Karl von Lilienthal retired from his professorship on 1 October 1919 and was appointed by the university to an honorary ordinary professorship, from which he finally retired in 1924. A number of those whom he taught at Heidelberg subsequently achieved eminence on their own account as legal scholars, including Eduard Kohlrausch, Gustav Radbruch and Wolfgang Mittermaier. Von Lilienthal supervised all three of these men, as postgraduate students, for their Habilitation degrees.

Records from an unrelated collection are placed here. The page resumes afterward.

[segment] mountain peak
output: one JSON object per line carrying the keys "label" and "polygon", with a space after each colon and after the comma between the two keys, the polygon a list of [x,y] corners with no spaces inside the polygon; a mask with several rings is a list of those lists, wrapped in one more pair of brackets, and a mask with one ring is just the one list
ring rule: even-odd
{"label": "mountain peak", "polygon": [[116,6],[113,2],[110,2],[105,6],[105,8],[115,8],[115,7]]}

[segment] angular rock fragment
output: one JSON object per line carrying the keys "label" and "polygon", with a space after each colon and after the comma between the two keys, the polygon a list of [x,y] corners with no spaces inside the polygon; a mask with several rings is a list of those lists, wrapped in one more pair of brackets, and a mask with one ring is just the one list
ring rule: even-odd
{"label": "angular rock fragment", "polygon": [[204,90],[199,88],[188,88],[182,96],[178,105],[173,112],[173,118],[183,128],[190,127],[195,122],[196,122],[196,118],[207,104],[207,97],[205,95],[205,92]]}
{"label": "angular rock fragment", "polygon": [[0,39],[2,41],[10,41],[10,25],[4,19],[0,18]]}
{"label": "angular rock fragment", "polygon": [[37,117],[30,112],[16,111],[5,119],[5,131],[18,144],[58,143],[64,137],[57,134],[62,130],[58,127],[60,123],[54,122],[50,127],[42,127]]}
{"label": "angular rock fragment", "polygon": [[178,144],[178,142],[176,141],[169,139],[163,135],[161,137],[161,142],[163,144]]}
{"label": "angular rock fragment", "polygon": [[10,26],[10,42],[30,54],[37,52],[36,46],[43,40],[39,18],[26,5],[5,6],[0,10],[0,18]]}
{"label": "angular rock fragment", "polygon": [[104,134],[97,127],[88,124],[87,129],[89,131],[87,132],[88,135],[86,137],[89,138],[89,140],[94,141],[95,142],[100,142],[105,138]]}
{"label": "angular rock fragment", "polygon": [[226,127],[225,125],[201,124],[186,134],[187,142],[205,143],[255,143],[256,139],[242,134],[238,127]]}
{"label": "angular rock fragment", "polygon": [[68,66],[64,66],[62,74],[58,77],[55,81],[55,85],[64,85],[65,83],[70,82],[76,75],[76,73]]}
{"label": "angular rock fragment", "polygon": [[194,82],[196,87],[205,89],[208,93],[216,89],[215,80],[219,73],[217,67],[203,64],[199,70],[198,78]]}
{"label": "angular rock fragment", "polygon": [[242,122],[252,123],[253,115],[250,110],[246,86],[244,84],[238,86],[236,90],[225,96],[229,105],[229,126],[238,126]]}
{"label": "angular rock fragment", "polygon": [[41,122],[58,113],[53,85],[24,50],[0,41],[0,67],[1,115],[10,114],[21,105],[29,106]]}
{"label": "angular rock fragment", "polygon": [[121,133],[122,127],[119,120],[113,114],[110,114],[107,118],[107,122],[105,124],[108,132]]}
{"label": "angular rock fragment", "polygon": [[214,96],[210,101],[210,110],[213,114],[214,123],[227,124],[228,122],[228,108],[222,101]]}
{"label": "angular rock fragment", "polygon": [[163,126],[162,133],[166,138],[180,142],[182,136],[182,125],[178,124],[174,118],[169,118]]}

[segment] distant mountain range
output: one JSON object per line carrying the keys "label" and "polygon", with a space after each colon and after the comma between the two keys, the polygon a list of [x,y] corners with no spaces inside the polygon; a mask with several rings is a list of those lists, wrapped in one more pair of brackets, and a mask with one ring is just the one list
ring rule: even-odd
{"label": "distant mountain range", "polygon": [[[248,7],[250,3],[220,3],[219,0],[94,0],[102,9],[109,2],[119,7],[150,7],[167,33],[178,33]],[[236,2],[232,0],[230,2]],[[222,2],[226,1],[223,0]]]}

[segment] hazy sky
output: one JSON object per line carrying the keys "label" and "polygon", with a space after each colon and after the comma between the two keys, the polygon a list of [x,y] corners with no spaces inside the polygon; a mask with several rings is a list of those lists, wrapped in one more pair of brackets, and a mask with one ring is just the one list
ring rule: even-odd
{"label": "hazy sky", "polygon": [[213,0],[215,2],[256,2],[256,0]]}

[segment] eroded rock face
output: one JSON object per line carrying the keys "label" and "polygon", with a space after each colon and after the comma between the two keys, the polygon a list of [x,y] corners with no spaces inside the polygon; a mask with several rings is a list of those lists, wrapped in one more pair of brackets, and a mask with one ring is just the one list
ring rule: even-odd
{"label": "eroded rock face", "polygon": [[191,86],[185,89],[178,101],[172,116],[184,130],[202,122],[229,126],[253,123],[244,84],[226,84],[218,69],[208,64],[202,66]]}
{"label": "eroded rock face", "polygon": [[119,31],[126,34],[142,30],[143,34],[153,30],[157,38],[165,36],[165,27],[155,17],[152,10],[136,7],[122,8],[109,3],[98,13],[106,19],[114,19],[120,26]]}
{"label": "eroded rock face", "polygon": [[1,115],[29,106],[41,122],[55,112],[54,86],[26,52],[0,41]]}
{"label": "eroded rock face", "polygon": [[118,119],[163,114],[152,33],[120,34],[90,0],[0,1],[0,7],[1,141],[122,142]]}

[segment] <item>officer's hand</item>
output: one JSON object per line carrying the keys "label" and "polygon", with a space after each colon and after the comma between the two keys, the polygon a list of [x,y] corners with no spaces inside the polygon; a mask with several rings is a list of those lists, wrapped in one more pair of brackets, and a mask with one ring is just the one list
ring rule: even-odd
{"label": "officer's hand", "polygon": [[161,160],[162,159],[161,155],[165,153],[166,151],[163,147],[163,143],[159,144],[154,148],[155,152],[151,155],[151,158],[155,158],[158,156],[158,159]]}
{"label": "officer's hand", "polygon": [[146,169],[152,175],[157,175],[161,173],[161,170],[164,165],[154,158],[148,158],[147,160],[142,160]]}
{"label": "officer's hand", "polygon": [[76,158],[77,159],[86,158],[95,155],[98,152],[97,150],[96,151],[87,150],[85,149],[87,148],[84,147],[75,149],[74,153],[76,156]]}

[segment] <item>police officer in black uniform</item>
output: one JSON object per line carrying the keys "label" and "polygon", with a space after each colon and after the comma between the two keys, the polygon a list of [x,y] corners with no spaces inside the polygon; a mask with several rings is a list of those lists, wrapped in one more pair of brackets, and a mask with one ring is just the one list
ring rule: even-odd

Karl von Lilienthal died "after a short illness" at Heidelberg on 8 November 1927. His ashes were buried a few days later at the Bergfriedhof ("hills cemetery") on the eastern edge of the city.

== Legacy ==
Karl von Lilienthal has been described as "a leading representative of the modernising scholars of criminal law whose ideas incorporated the [rapidly evolving] sociological precepts of the late nineteenth century". (Note: "...einer der profiliertesten Vertreter der modernen, soziologischen Richtung in der Strafrechtswissenschaft des ausgehenden 19. Jahrhunderts") Professorial friends and colleagues held him in very high regard. It is true that he never published any great ground breaking volumes, but his many articles in specialist journals, monographs, and other contributions to compendia and lexicons were respected and, in many cases, influential. Lilienthal was a consistent proponent for the opening up of criminal law studies to other disciplines, including not just Criminology, but also Psychology and Sociology. It is hard to single out from his legacy any particular research focus. He commented thoughtfully on a wide range of policy issues arising across the palette of criminal law and criminal process. He produced commentaries on individual judgements, scholarly contributions and critiques of new legislation during a period charactered by a large amount of necessary consolidation and increased legal consistency which had emerged as critical "unfinished business" following unification. Nearly a century later there is a curiously contemporary resonance in his critical response in 1925 to a recent heavily revised draft legal code for Germany. He demanded that paragraphs seeking to restrict women's abortion rights should be removed and the criminalisation of homosexual acts ended. Both through his writings and, less directly, through the subsequent contributions of his students, Karl von Lilienthal made a decisive contribution to the design and implementation reforms in Criminal Procedure and the German penal code.